Private firms have approached of­­ficials in Oddar Meanchey prov­ince seeking a deal to take control of the cremation site of Khmer Rouge leader Pol Pot, provincial Gov­ernor Pich Sokhin said Wed­nes­­day.

The firms, which Pich Sokhin de­clined to name, have been offering to develop the site where Pol Pot was unceremoniously burned in 1998 in return for collecting en­trance fees from tourists, he said.

However, he added that such a move cannot currently be made, as land ownership in the area in An­long Veng district has not yet been adequately delineated.

“Many companies came to us but we can’t offer it to any company because we have not clearly mapped,” he said.

In a highly controversial move last year, the Choeung Ek “killing fields” outside Phnom Penh were signed over to JC Royal, a private Jap­anese company, which collects entrance fees at the site.

Youk Chhang, director of the Doc­umentation Center of Cam­bo­dia, said Wednesday that historical sites should not be privatized but carefully preserved by the government instead.

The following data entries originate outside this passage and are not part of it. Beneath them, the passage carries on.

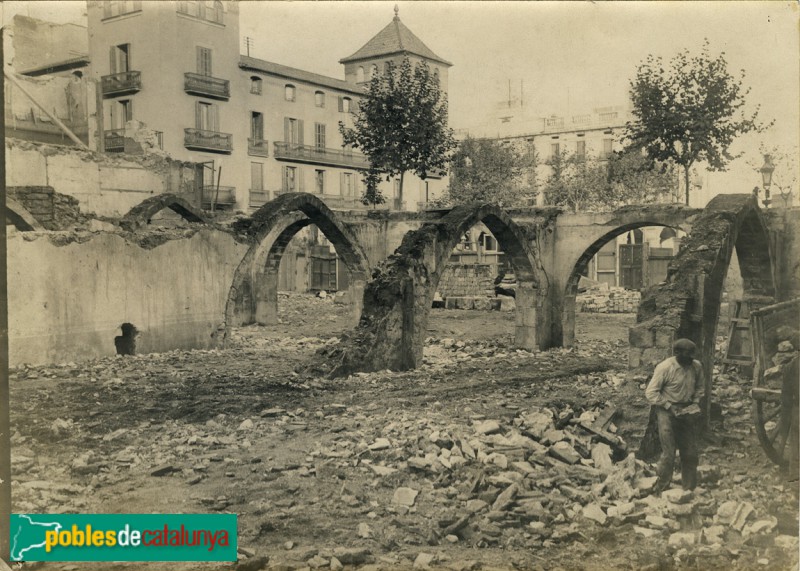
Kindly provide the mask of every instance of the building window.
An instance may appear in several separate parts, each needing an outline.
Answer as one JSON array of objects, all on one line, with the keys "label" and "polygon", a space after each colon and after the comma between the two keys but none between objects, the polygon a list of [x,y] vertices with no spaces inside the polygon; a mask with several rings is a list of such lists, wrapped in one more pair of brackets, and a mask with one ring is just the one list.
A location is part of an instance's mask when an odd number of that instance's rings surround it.
[{"label": "building window", "polygon": [[325,193],[325,171],[324,170],[315,170],[314,171],[314,188],[317,191],[317,194],[324,194]]},{"label": "building window", "polygon": [[260,77],[250,78],[250,93],[253,95],[261,95],[262,81]]},{"label": "building window", "polygon": [[303,120],[283,118],[283,140],[290,145],[303,144]]},{"label": "building window", "polygon": [[254,141],[264,139],[264,115],[258,111],[250,113],[250,138]]},{"label": "building window", "polygon": [[614,150],[614,139],[603,139],[603,158],[607,159]]},{"label": "building window", "polygon": [[103,18],[113,18],[142,11],[141,1],[108,1],[103,2]]},{"label": "building window", "polygon": [[111,102],[111,128],[124,129],[125,123],[133,119],[133,101],[130,99],[117,99]]},{"label": "building window", "polygon": [[297,167],[283,167],[283,191],[297,192]]},{"label": "building window", "polygon": [[559,143],[550,144],[550,158],[557,159],[561,154],[561,145]]},{"label": "building window", "polygon": [[250,163],[250,190],[264,190],[264,163]]},{"label": "building window", "polygon": [[314,105],[317,107],[325,107],[325,94],[322,91],[314,92]]},{"label": "building window", "polygon": [[486,234],[485,232],[481,232],[481,235],[478,236],[478,243],[483,246],[484,252],[496,252],[497,251],[497,240],[494,239],[494,236],[490,234]]},{"label": "building window", "polygon": [[373,77],[378,77],[378,65],[374,63],[369,71],[369,78],[372,79]]},{"label": "building window", "polygon": [[350,99],[349,97],[340,97],[339,111],[342,113],[350,113],[351,104],[352,104],[352,99]]},{"label": "building window", "polygon": [[286,101],[294,101],[295,100],[295,88],[294,85],[287,83],[286,87],[283,91],[283,97]]},{"label": "building window", "polygon": [[211,49],[197,46],[197,73],[211,75]]},{"label": "building window", "polygon": [[342,196],[353,196],[355,191],[355,187],[353,186],[353,173],[351,172],[343,172],[342,173]]},{"label": "building window", "polygon": [[222,24],[224,21],[225,9],[222,2],[216,0],[209,1],[181,1],[178,2],[178,13],[200,18],[207,22]]},{"label": "building window", "polygon": [[586,141],[578,141],[575,144],[575,155],[579,159],[585,159],[586,158]]},{"label": "building window", "polygon": [[357,83],[364,83],[364,67],[358,66],[358,70],[356,70],[356,82]]},{"label": "building window", "polygon": [[383,62],[383,74],[389,75],[392,72],[392,62]]},{"label": "building window", "polygon": [[131,70],[131,45],[120,44],[111,46],[109,54],[111,75],[125,73]]},{"label": "building window", "polygon": [[314,123],[314,146],[318,149],[325,148],[325,124]]},{"label": "building window", "polygon": [[219,131],[219,107],[198,101],[195,107],[195,127],[201,131]]}]

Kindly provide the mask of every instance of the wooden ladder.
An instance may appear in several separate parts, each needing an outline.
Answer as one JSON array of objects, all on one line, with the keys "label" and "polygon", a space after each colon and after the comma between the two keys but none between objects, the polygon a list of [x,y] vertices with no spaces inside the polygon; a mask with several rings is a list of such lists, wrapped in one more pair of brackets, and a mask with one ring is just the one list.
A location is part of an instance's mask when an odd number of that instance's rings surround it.
[{"label": "wooden ladder", "polygon": [[771,297],[748,297],[734,302],[733,317],[728,329],[728,346],[722,359],[723,370],[732,366],[753,366],[753,332],[750,331],[750,312],[774,303]]}]

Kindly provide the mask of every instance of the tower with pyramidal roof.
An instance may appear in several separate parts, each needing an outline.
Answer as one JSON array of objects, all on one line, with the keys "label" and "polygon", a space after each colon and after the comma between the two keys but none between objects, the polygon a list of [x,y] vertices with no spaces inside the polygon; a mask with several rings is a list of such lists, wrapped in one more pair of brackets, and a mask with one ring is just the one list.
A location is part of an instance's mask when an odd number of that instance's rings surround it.
[{"label": "tower with pyramidal roof", "polygon": [[447,70],[453,65],[436,55],[414,32],[403,24],[399,8],[394,7],[394,18],[370,41],[353,55],[339,60],[344,65],[345,80],[365,85],[376,73],[383,73],[389,62],[400,65],[408,56],[411,65],[426,61],[431,72],[438,74],[442,91],[447,94]]}]

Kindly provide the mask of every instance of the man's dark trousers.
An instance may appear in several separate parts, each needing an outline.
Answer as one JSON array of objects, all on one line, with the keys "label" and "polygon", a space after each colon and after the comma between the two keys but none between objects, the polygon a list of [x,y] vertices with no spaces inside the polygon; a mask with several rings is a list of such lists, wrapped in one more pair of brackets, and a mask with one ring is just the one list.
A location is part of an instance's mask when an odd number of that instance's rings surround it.
[{"label": "man's dark trousers", "polygon": [[661,457],[656,473],[658,481],[654,491],[669,487],[675,469],[675,450],[681,453],[681,485],[684,490],[697,486],[697,422],[691,417],[673,416],[667,409],[656,406],[658,437],[661,441]]}]

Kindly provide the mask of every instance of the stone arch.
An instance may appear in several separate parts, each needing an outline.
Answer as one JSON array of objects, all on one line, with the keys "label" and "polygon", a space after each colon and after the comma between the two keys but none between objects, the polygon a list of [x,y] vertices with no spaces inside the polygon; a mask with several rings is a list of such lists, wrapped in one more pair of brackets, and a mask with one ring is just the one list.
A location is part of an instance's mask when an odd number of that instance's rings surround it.
[{"label": "stone arch", "polygon": [[6,222],[11,222],[20,232],[44,230],[27,208],[8,196],[6,196]]},{"label": "stone arch", "polygon": [[205,217],[194,206],[189,204],[185,198],[167,193],[157,194],[143,200],[122,217],[119,225],[125,230],[134,232],[142,226],[146,226],[156,213],[165,208],[169,208],[189,222],[205,222]]},{"label": "stone arch", "polygon": [[[569,272],[564,286],[563,302],[561,306],[560,327],[555,327],[554,342],[556,345],[572,347],[575,343],[575,298],[578,294],[578,284],[581,275],[600,249],[611,240],[622,236],[626,232],[638,230],[646,226],[663,226],[673,230],[690,232],[692,222],[699,214],[699,210],[676,205],[664,206],[627,206],[608,215],[610,218],[597,225],[601,235],[594,233],[588,247],[581,250],[582,244],[578,243],[578,250],[566,254],[566,269]],[[577,252],[580,252],[578,254]],[[557,320],[557,319],[556,319]]]},{"label": "stone arch", "polygon": [[278,270],[292,238],[314,224],[333,244],[350,271],[353,321],[361,314],[361,301],[369,267],[355,235],[319,197],[287,193],[264,204],[251,217],[252,245],[234,273],[225,308],[226,329],[278,321]]},{"label": "stone arch", "polygon": [[539,306],[539,272],[532,232],[494,204],[471,204],[407,233],[400,247],[372,274],[354,335],[343,344],[333,374],[380,369],[408,370],[422,363],[423,343],[434,293],[461,236],[483,222],[509,256],[517,276],[515,341],[546,348],[547,315]]},{"label": "stone arch", "polygon": [[[697,344],[706,394],[711,394],[719,305],[734,248],[745,299],[775,300],[772,245],[756,198],[719,195],[683,239],[666,282],[645,291],[637,324],[629,333],[630,368],[651,370],[671,355],[675,339],[686,337]],[[706,420],[710,406],[706,399]]]}]

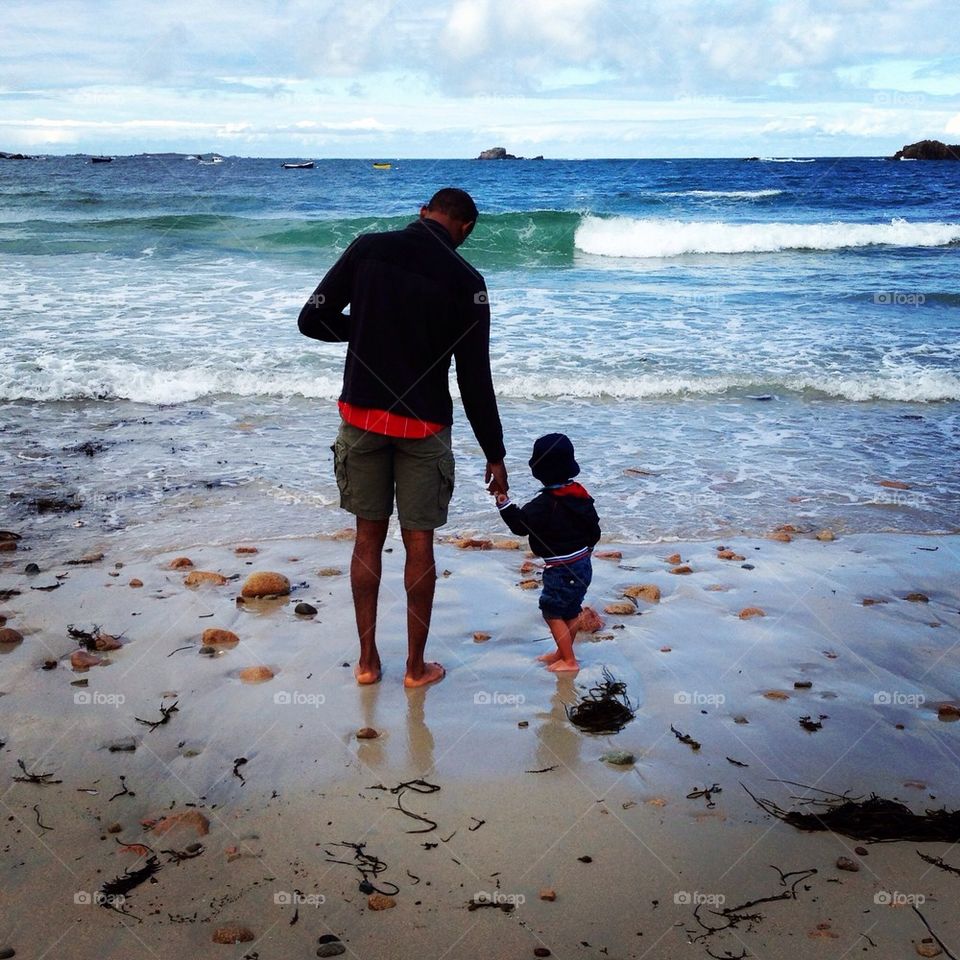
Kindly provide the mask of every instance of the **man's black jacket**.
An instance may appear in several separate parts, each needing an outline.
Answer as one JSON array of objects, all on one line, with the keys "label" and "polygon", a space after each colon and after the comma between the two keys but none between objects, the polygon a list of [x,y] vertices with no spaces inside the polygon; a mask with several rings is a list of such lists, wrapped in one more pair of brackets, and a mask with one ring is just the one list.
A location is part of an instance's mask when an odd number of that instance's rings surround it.
[{"label": "man's black jacket", "polygon": [[488,461],[503,459],[486,287],[441,224],[416,220],[358,237],[300,311],[299,327],[349,344],[341,400],[432,423],[453,422],[447,377],[455,357],[477,441]]},{"label": "man's black jacket", "polygon": [[530,538],[538,557],[563,557],[600,539],[600,520],[593,497],[579,483],[542,490],[529,503],[499,508],[507,526],[518,536]]}]

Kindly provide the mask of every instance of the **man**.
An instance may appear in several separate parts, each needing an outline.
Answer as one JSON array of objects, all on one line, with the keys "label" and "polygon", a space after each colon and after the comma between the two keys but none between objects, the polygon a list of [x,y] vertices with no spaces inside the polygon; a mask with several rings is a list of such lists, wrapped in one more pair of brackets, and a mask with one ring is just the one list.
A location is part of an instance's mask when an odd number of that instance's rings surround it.
[{"label": "man", "polygon": [[[300,311],[300,332],[346,342],[342,423],[333,446],[340,505],[356,515],[350,583],[360,635],[354,673],[381,676],[377,599],[396,496],[406,551],[408,687],[435,683],[425,662],[436,568],[433,533],[453,493],[451,357],[464,410],[487,458],[484,482],[506,492],[503,429],[490,376],[490,308],[483,277],[457,252],[477,221],[463,190],[447,187],[403,230],[358,237]],[[350,305],[350,313],[343,310]]]}]

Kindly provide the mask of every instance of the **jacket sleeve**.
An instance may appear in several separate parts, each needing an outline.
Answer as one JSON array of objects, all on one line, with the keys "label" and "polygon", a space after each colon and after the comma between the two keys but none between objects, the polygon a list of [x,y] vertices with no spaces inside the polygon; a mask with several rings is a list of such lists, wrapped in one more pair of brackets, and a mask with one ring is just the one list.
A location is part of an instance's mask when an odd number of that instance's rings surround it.
[{"label": "jacket sleeve", "polygon": [[343,310],[352,296],[356,252],[354,240],[303,305],[297,326],[305,337],[327,343],[350,339],[350,315]]},{"label": "jacket sleeve", "polygon": [[499,463],[506,451],[490,374],[490,307],[485,289],[479,288],[469,296],[470,300],[464,306],[466,329],[453,351],[457,361],[457,384],[477,443],[489,463]]},{"label": "jacket sleeve", "polygon": [[503,517],[503,522],[513,533],[518,537],[530,536],[530,527],[527,525],[523,510],[520,507],[507,501],[506,504],[502,507],[498,506],[497,509],[500,511],[500,516]]},{"label": "jacket sleeve", "polygon": [[600,542],[600,518],[597,516],[597,508],[591,507],[590,523],[587,525],[587,537],[591,547],[595,547]]}]

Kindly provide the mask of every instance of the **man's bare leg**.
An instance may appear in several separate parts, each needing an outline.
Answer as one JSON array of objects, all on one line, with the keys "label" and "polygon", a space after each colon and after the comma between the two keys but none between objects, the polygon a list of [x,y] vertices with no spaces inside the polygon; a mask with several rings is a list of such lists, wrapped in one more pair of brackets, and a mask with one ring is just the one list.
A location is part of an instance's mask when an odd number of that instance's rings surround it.
[{"label": "man's bare leg", "polygon": [[383,544],[389,520],[364,520],[357,517],[357,539],[350,561],[350,586],[353,610],[360,637],[360,659],[353,674],[357,683],[376,683],[381,676],[377,651],[377,600],[380,596]]},{"label": "man's bare leg", "polygon": [[407,590],[407,672],[406,687],[423,687],[442,680],[444,669],[439,663],[425,662],[423,651],[430,632],[433,613],[433,592],[437,568],[433,561],[432,530],[401,530],[407,560],[403,568],[403,585]]}]

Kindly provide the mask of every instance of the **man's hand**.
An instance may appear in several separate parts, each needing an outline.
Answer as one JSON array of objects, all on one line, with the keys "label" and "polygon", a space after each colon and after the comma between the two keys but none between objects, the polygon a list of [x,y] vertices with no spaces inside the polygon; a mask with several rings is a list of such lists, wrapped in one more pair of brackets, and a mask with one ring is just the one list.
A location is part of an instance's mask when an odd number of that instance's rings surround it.
[{"label": "man's hand", "polygon": [[507,468],[501,460],[499,463],[487,462],[487,469],[483,474],[483,482],[492,494],[507,492]]}]

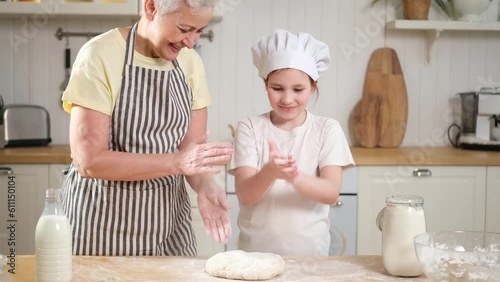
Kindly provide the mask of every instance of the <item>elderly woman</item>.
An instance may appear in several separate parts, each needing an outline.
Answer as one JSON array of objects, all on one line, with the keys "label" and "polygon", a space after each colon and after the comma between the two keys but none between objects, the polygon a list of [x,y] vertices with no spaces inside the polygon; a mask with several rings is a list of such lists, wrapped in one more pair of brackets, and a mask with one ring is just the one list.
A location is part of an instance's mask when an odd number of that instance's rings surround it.
[{"label": "elderly woman", "polygon": [[73,163],[63,206],[77,255],[196,255],[184,176],[207,233],[227,241],[230,204],[212,165],[230,143],[207,143],[211,102],[192,50],[217,0],[144,0],[132,27],[80,50],[63,95]]}]

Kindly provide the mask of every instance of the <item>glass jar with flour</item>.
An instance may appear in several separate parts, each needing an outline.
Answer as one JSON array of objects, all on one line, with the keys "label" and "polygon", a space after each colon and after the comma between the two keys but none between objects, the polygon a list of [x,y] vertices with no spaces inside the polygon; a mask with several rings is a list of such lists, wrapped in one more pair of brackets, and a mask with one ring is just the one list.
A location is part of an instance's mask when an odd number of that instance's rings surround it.
[{"label": "glass jar with flour", "polygon": [[392,275],[413,277],[423,273],[413,242],[415,236],[426,232],[423,205],[421,196],[392,195],[377,216],[384,267]]}]

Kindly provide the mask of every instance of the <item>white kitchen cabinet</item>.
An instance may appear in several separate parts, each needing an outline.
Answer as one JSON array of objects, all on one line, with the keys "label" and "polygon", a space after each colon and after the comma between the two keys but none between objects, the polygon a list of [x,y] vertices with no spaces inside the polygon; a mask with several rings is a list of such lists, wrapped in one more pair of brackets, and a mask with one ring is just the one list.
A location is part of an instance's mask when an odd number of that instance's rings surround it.
[{"label": "white kitchen cabinet", "polygon": [[[414,176],[415,169],[427,169],[432,175]],[[428,231],[485,228],[484,166],[361,166],[358,189],[358,255],[382,253],[382,233],[375,221],[386,197],[393,194],[424,198]]]},{"label": "white kitchen cabinet", "polygon": [[139,16],[137,0],[93,0],[53,2],[53,11],[58,15],[95,15],[95,16]]},{"label": "white kitchen cabinet", "polygon": [[[0,172],[0,253],[16,255],[35,253],[35,229],[45,204],[48,188],[48,165],[2,165]],[[5,168],[10,168],[11,174]],[[13,201],[15,199],[15,201]],[[12,221],[11,221],[12,220]],[[14,225],[9,230],[7,227]],[[9,246],[9,239],[15,246]],[[10,241],[12,244],[13,241]]]},{"label": "white kitchen cabinet", "polygon": [[52,14],[52,1],[14,2],[0,1],[0,15],[49,15]]},{"label": "white kitchen cabinet", "polygon": [[[224,2],[223,0],[219,1],[217,5],[214,7],[214,14],[210,22],[220,22],[222,21],[222,17],[224,16]],[[142,5],[144,0],[139,1],[139,15],[142,16]]]},{"label": "white kitchen cabinet", "polygon": [[500,166],[489,166],[486,174],[486,231],[500,233]]},{"label": "white kitchen cabinet", "polygon": [[[142,15],[142,3],[138,0],[39,0],[39,2],[0,1],[0,16],[35,16],[36,20],[47,17],[68,16],[130,16]],[[214,8],[211,22],[220,22],[224,15],[224,1]]]},{"label": "white kitchen cabinet", "polygon": [[0,1],[0,15],[47,16],[139,16],[137,0],[40,0],[39,2]]}]

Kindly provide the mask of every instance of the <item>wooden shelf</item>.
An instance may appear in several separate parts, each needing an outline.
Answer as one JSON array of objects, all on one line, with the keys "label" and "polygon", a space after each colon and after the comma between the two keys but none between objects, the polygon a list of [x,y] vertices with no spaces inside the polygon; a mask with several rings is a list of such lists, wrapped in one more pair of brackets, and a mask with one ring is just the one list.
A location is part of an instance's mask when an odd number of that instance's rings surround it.
[{"label": "wooden shelf", "polygon": [[395,20],[387,23],[389,29],[500,31],[500,22],[417,21]]},{"label": "wooden shelf", "polygon": [[0,17],[19,17],[43,14],[47,17],[74,16],[139,16],[136,0],[123,2],[66,2],[62,0],[40,0],[40,2],[0,2]]},{"label": "wooden shelf", "polygon": [[36,15],[49,14],[52,12],[52,5],[48,1],[41,2],[0,2],[1,16],[16,16],[16,15]]},{"label": "wooden shelf", "polygon": [[443,31],[500,31],[500,22],[395,20],[388,29],[422,30],[426,33],[427,63],[430,63],[435,42]]},{"label": "wooden shelf", "polygon": [[[138,0],[92,0],[73,2],[67,0],[39,0],[39,2],[13,2],[0,0],[0,17],[45,15],[51,18],[74,17],[126,17],[138,19],[142,14],[142,2]],[[214,9],[211,22],[220,22],[224,16],[224,3]]]}]

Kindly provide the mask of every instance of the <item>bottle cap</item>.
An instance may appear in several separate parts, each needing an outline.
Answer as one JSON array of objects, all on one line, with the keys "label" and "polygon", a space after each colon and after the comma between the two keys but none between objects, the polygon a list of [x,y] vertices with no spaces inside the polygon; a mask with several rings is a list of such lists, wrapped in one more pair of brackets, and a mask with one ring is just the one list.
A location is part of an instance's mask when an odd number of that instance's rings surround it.
[{"label": "bottle cap", "polygon": [[61,189],[47,189],[45,191],[45,197],[59,198],[61,197]]},{"label": "bottle cap", "polygon": [[7,265],[7,257],[0,254],[0,273],[2,273],[2,268]]}]

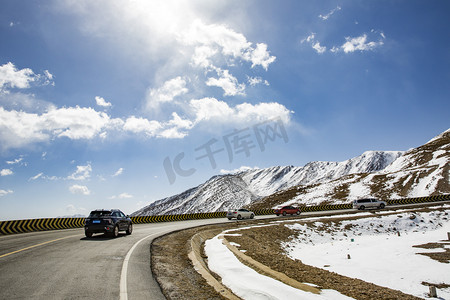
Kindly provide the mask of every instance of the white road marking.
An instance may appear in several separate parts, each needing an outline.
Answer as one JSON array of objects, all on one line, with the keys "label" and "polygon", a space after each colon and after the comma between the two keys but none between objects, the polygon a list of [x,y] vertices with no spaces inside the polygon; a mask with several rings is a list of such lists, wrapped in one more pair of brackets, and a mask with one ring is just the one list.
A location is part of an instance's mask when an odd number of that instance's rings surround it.
[{"label": "white road marking", "polygon": [[[145,239],[148,239],[149,237],[157,237],[163,234],[166,234],[167,232],[170,232],[172,227],[176,227],[174,225],[172,226],[164,226],[164,227],[157,227],[153,229],[165,229],[162,232],[152,233],[147,235],[146,237],[143,237],[139,241],[137,241],[133,247],[131,247],[130,250],[128,250],[127,255],[125,256],[125,259],[123,260],[122,264],[122,272],[120,273],[120,300],[128,300],[128,290],[127,290],[127,272],[128,272],[128,261],[130,260],[131,254],[133,254],[134,249]],[[169,229],[169,230],[167,230]]]},{"label": "white road marking", "polygon": [[131,254],[133,254],[134,249],[139,245],[143,240],[148,239],[151,236],[159,235],[159,233],[153,233],[147,235],[146,237],[137,241],[130,250],[128,250],[125,259],[123,260],[122,272],[120,274],[120,300],[128,299],[128,291],[127,291],[127,271],[128,271],[128,261],[130,260]]}]

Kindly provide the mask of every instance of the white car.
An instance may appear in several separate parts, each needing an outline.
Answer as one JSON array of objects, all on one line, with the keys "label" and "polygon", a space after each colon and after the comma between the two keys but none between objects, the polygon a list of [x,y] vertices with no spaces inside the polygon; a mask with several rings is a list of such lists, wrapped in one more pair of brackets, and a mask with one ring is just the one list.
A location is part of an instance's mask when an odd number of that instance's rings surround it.
[{"label": "white car", "polygon": [[229,210],[227,212],[227,218],[228,220],[231,220],[233,218],[236,218],[238,220],[241,219],[253,219],[255,217],[255,213],[252,211],[249,211],[245,208],[235,209],[235,210]]},{"label": "white car", "polygon": [[378,199],[359,199],[353,201],[353,208],[364,210],[366,208],[380,208],[383,209],[387,205],[386,202]]}]

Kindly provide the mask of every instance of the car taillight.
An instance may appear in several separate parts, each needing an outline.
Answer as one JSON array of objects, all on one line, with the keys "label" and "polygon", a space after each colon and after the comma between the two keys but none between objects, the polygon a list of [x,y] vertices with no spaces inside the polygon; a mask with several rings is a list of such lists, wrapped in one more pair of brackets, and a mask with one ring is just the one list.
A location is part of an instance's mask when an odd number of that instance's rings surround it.
[{"label": "car taillight", "polygon": [[233,214],[237,214],[237,211],[233,211]]},{"label": "car taillight", "polygon": [[111,219],[105,219],[105,224],[112,224],[112,220]]}]

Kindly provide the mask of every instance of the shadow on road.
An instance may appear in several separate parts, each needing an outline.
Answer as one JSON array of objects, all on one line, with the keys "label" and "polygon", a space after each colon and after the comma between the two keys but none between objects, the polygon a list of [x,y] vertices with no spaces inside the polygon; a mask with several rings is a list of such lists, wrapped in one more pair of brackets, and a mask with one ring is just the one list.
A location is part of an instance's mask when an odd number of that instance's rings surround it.
[{"label": "shadow on road", "polygon": [[106,241],[110,241],[110,240],[115,240],[115,239],[120,239],[120,238],[124,238],[127,235],[125,233],[119,233],[119,235],[114,238],[110,235],[107,234],[94,234],[92,237],[88,238],[88,237],[82,237],[80,239],[80,241],[87,241],[87,242],[106,242]]}]

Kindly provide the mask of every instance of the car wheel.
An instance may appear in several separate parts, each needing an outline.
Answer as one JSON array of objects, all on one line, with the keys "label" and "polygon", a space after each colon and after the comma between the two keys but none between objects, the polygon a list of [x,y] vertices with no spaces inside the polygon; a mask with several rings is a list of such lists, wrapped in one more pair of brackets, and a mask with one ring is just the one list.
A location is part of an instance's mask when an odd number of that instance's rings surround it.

“The people in that area have been preserving the Pol Pot site ca­pably by themselves,” he said.

“These sites should be maintained by Cambodians, so that they do not loose their character,” he said, warning that tourism projects at the site could be tacky.

“They have to be very careful: sometimes the Ministry of Tour­ism has this idea of a package tour, with waterfalls and other Cam­bodian sites, that include trips to karaoke…this is not the nature of these places,” he said.

Officials said land-grabbing around the cremation site is threatening its future as a tourist destination. District residents and people from outside are snapping up the land because they have heard that the government plans to develop it, said Anlong Veng planning officer Long Von.

“The Ministry [of Tourism] wants to find out why the size of the land around Pol Pot’s cremation size is getting small—from seven hec­tares to only 0.7 hec­tares today,” Long Von said.

“The value of land is now similar to Siem Reap province. One meter is a few hundred dollars,” he said. “People are coming from everywhere to live in Anlong Veng.”

Pich Sokhin met with tourism and land management officials on Wednesday to determine how to reclaim land illegally claimed by villagers near the cremation site.

“We would like to inform people that this area is protected for a historical site illustrating the end of Pol Pot’s life,” Tourism Ministry Sec­retary of State Thong Khon said.